Santo Agostinho e a Eucaristia
Santo
Agostinho foi um grande enamorado da Eucaristia. O Bispo de Hipona estava
plenamente consciente da Presença real e substancial de Cristo no Sacramento e
sabia que todo cristão é peregrino da cidade de Deus e que, nesse caminho para
a pátria eterna, necessita do alimento do Corpo e do Sangue de Cristo para
poder chegar à meta.
1- Introdução
Sabemos
ainda que, no tempo de Santo Agostinho, em muitas dioceses, não era costume
celebrar a Missa todos os dias, mas só duas ou três vezes por semana, entretanto
sabemos também que, em Hipona, celebrava-se todos os dias. Santo Agostinho demonstra
com isso ter um grande amor pelo Sacramento e plena consciência da necessidade
que seus fiéis tinham da participação cotidiana na mesa do Senhor:“O quarto pedido é: O pão nosso de cada dia
nos dai hoje. O pão de cada dia pode significar aqui diversas coisas: todas as
coisas necessárias para o sustento da vida presente (…) ou então significa o
sacramento do Corpo de Cristo, que recebemos todos os dias, e ainda a refeição
espiritual”.
2- Vós sois o Corpo de
Cristo
A
comunidade é o Corpo de Cristo. Este elemento é ressaltado por Santo Agostinho
de maneira particular em seus sermões da manhã de Páscoa.. Um dos elementos que
neles quase sempre aparece é a explicação do paralelo que existe entre a
comunidade e a Eucaristia. Ambos são Corpo de Cristo. Daí provém uma das frases
mais contundentes de Santo Agostinho, em referência ao texto de 1 Cor 12:
“Quod accipitis vos estis, gratia qua redempti estis – Vós sois o
que recebeis, pela graça com que fostes redimidos”.
Os
fiéis são o próprio Corpo de Cristo. Quem é membro do Corpo de Cristo deve
viver em santidade, como o próprio Cristo é santo.
“Estote quod videtis, et accipite quod estis – Sede o que vedes
(sobre o altar), e recebei o que sois”.
É
uma Igreja mesclada, ecclesia permixta – ele dirá. É como a rede de que nos
fala o Evangelho, na qual havia peixes bons e maus (Mt 13, 47-50), é como o
campo de Deus, em que há trigo e joio (Mt 13, 24-30). Esta mescla terminará quando
vier o final dos tempos e os bons forem separados dos maus.
Enquanto
durar a peregrinação, Santo Agostinho convida os bons à paciência com os que
ainda não o são, e convida os que não são bons a que se convertam, antes que
chegue o momento da separação final: Se os maus não podem separar-se dos bons
agora, devem ser tolerados temporariamente:
“os maus podem achar-se conosco na eira, mas não no celeiro”.

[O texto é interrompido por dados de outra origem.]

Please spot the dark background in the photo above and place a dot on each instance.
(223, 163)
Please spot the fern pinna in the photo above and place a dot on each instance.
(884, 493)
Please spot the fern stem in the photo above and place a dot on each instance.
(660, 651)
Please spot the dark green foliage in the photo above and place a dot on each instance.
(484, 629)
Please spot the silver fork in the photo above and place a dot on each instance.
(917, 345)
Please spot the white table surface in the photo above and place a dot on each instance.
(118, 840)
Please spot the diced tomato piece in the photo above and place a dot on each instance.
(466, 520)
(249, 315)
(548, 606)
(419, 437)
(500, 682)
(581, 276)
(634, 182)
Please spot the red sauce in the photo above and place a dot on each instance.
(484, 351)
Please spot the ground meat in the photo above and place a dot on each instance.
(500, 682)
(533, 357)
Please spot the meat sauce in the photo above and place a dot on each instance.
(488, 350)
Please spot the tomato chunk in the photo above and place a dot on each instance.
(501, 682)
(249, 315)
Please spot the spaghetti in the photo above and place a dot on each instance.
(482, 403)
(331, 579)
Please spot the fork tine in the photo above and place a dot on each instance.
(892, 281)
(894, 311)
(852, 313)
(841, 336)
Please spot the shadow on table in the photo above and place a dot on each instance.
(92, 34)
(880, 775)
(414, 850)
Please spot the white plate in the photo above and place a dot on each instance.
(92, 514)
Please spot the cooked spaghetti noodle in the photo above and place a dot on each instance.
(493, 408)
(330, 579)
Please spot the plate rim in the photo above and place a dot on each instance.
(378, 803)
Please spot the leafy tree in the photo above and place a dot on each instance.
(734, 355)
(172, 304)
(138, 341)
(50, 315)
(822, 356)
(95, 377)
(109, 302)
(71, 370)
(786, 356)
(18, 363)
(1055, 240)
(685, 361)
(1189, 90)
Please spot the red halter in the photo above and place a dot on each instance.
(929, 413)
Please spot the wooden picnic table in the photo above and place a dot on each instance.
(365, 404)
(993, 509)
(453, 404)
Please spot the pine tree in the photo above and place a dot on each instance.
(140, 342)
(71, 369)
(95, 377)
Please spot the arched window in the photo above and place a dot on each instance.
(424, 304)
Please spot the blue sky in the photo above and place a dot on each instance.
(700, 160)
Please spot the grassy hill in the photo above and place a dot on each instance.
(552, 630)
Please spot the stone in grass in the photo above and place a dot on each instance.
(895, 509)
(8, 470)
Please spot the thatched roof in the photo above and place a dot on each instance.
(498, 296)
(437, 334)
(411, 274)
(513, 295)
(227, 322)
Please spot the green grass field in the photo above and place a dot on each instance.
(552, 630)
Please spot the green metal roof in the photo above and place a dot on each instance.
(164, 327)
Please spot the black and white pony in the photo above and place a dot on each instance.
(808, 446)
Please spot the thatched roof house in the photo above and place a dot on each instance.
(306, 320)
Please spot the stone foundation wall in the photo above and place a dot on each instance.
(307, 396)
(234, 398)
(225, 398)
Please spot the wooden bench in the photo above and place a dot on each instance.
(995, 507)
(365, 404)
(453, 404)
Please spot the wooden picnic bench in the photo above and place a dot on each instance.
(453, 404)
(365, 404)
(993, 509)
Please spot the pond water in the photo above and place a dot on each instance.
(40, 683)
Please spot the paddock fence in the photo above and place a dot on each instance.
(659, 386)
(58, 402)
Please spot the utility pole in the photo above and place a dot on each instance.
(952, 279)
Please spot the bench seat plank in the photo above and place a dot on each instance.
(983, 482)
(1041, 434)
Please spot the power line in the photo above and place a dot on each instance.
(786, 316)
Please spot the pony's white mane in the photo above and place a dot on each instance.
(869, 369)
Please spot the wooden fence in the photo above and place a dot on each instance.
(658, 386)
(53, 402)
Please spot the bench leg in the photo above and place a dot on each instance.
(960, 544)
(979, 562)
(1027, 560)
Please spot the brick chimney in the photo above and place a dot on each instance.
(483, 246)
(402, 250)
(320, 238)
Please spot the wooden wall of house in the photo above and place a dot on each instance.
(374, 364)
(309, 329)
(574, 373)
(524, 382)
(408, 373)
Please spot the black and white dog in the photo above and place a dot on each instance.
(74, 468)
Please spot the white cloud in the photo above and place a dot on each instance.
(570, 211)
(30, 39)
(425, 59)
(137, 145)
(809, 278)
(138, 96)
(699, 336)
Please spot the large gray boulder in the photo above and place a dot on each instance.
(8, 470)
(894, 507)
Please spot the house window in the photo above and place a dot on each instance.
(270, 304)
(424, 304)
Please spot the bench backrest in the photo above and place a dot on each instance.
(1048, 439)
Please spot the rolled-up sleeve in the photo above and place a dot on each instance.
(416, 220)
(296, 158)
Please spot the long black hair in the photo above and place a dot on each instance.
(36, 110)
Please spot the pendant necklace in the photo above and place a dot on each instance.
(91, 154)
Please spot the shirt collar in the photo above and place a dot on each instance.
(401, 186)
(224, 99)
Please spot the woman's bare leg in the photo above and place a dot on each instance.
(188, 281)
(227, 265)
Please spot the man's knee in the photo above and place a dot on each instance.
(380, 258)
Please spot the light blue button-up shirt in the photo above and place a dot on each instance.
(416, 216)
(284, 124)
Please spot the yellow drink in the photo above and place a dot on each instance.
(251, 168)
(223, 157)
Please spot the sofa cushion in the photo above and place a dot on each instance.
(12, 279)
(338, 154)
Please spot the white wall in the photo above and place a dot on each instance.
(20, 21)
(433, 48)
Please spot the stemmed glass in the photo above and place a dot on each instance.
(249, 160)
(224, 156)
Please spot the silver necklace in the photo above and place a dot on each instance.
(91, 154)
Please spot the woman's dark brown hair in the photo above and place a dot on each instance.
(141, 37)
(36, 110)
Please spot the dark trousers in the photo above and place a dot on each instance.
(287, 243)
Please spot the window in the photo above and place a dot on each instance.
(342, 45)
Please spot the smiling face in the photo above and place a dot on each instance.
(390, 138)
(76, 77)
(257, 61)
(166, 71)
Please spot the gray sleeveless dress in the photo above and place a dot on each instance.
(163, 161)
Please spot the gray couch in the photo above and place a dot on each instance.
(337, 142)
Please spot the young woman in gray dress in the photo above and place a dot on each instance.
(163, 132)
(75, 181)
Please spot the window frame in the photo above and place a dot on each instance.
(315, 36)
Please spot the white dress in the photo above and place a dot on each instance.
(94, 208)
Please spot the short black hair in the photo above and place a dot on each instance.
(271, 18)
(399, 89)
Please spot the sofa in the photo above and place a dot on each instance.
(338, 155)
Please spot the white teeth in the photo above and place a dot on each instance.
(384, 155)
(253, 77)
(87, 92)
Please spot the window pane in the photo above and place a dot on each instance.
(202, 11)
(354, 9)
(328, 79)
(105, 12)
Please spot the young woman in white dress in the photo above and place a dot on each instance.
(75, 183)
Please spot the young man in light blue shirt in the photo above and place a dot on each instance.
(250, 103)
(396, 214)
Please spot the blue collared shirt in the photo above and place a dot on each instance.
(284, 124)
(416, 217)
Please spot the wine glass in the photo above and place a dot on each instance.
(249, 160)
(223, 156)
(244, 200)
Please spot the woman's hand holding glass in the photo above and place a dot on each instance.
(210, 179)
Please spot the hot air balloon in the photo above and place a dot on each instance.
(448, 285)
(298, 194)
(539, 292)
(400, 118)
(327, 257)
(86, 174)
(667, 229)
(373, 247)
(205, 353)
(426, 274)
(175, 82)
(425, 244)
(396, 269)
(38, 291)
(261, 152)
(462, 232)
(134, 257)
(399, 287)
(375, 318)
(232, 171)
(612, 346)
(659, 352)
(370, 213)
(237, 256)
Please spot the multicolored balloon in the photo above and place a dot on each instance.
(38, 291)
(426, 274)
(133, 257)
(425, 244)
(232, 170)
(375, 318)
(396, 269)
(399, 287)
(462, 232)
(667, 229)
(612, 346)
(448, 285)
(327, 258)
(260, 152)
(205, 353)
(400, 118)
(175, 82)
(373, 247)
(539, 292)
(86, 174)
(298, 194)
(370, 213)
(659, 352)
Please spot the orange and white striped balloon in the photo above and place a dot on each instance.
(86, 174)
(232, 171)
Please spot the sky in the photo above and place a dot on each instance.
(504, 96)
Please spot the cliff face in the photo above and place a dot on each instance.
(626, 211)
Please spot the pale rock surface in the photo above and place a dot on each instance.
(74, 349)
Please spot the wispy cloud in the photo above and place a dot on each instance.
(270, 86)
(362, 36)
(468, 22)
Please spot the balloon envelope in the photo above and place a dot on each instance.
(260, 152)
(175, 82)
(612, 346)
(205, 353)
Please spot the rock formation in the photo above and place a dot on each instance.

“(Quem quiser viver) não tenha receio da união dos membros: não
seja um membro podre, que mereça ser cortado; nem um membro disforme, de que se
tenha vergonha; seja belo, adaptado, sadio; esteja unido ao corpo e viva de
Deus, para Deus; trabalhe agora na terra, para reinar, depois, no céu”.
“Quem na vida não está, não está em Cristo; e quem não está em Cristo,
não é cristão: eis as profundezas da vossa submersão”.
Santo
Agostinho não propõe, contudo, uma comunhão intimista, em que o cristão se
desentende de seus irmãos, mas trata de uma comunhão plena, em que a comunhão
com Deus há de levar-nos a uma comunhão com os irmãos.
“Não poderei dizer que amo Cristo Cabeça, se
não amar Cristo Corpo”. Não é possível separar a Cabeça do Corpo. Quem não vive
em plena comunhão com o Corpo, não pode dizer que vive em plena comunhão com a
Cabeça:
Santo
Agostinho possui textos muito duros, indicando que quem não vive em comunhão
com o Corpo de Cristo, que é a Igreja e que são os membros da própria
comunidade, não pode aproximar-se a receber o sacramento da Eucaristia.
“Assim o Cristo Senhor significou-nos também e quis que
pertencêssemos a Ele: consagrou em sua mesa o mistério da nossa paz e unidade.
Quem recebe o mistério da unidade e não tem o vínculo da paz, não recebe o
mistério em proveito de si próprio, mas em testemunho contra si. ”.
Em
tais palavras, subjazem certamente dois textos bíblicos lidos e interpretados
por Agostinho em chave comunitária. O primeiro é o texto evangélico que trata
das condições requeridas para se apresentar uma oferta diante do altar de Deus
e de como é preciso, antes de oferecer um sacrifício a Deus, estar reconciliado
e em paz com os irmãos {Mt 5, 23). O segundo é um texto paulino (1 Cor 11 , 29)
que nos diz que “aquele que come e bebe sem distinguir o Corpo do Senhor, come
e bebe a sua própria condenação”.
“Logo, ao nos lembrarmos de ter cometido alguma ofensa contra
nosso irmão, é preciso ir ao encontro da reconciliação e tomar a iniciativa,
não com o movimento de nossos pés, mas com o impulso de nosso coração”.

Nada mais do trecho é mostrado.